Cities throughout Central Texas are struggling through one of the most devastating droughts in our lifetimes. Agriculture losses are already at $3.6 billion and that does not include the loss in landscape plants and turfgrasses. Cities in this area have two major concerns, number one being the amount of water needed to supply all the people with clean drinking water and number two having enough system capacity to meet the extremely high demand during all these hot days.
Fortunately most cities have enough water, if we conserve, to get us through this hot summer. During cooler times when landscapes don’t need as much water we see both the aquifers and lakes stabilize and who knows maybe we will get some rain soon. The other problem, having enough capacity, is simply of function of when we water our turfgrasses!
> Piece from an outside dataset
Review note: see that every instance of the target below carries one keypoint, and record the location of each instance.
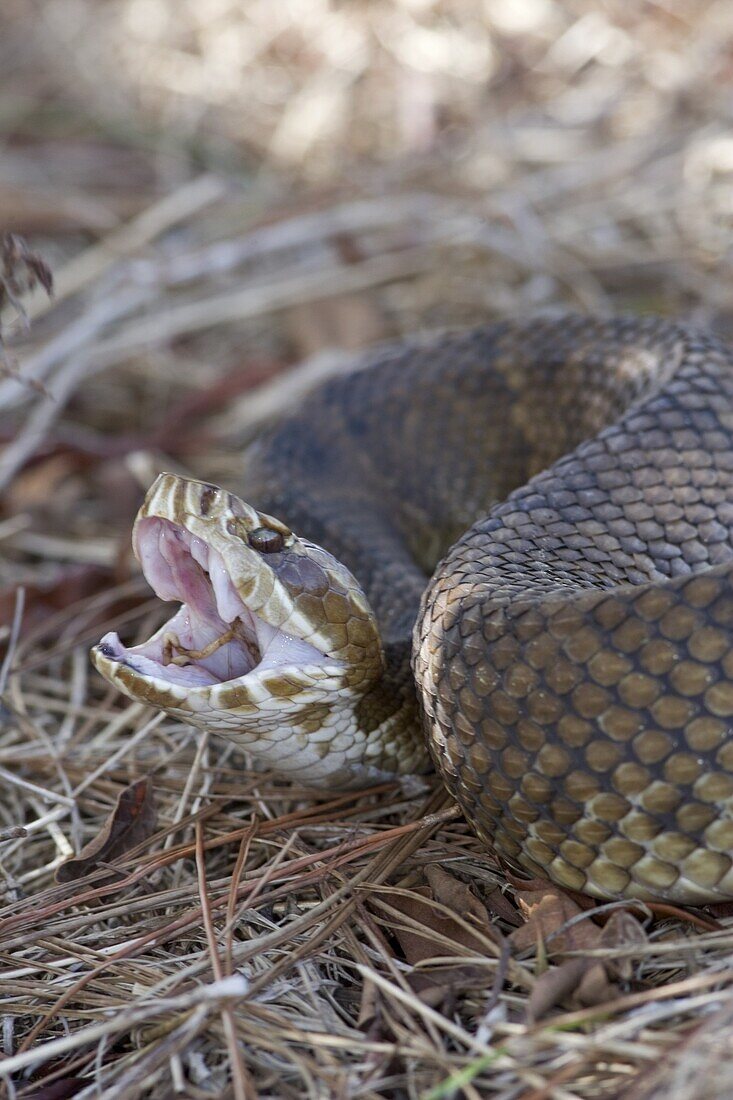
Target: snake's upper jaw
(267, 626)
(214, 638)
There is no doubt that most people have learned to water turfgrasses early in the morning so that the grass has time to dry out to prevent diseases. Every city water department can testify to how well we know this by the amount of water used during the 3 AM to 7 AM time period. It seems as if every sprinkler system in the city fires up during this time and the consequent drop in pressure for the city water system frustrates even the best water department managers.
So you may have been notified by your city water department of voluntary changes to your watering schedule. Of course most cities want you to avoid watering in the hottest, windiest times of day, usually 10 AM to 6 PM. But to avoid over taxing the system you may be asked to change your irrigation times to 8 PM at night or 7 AM in the morning or even midnight! Almost everyone who hears of these changes immediately worries that they will cause lawns to get diseases and die or that all the water will evaporate before it hits the ground. Nothing could be further from the truth. In the hot summer time we just don’t have the conditions, night or day, for turfgrass diseases to develop because of irrigation. The grass dries too quickly for disease to develop. And being so hot, even at night, we see very little difference in irrigation evaporation - morning, evening or night. Currently evapotranspiration rates are running around .25 inches of water per day. Looking at the data the real increase in evapotranspiration rates is not the time of day you water but whether there is wind or not. Rates can increase 50% or more with just 10 mph winds!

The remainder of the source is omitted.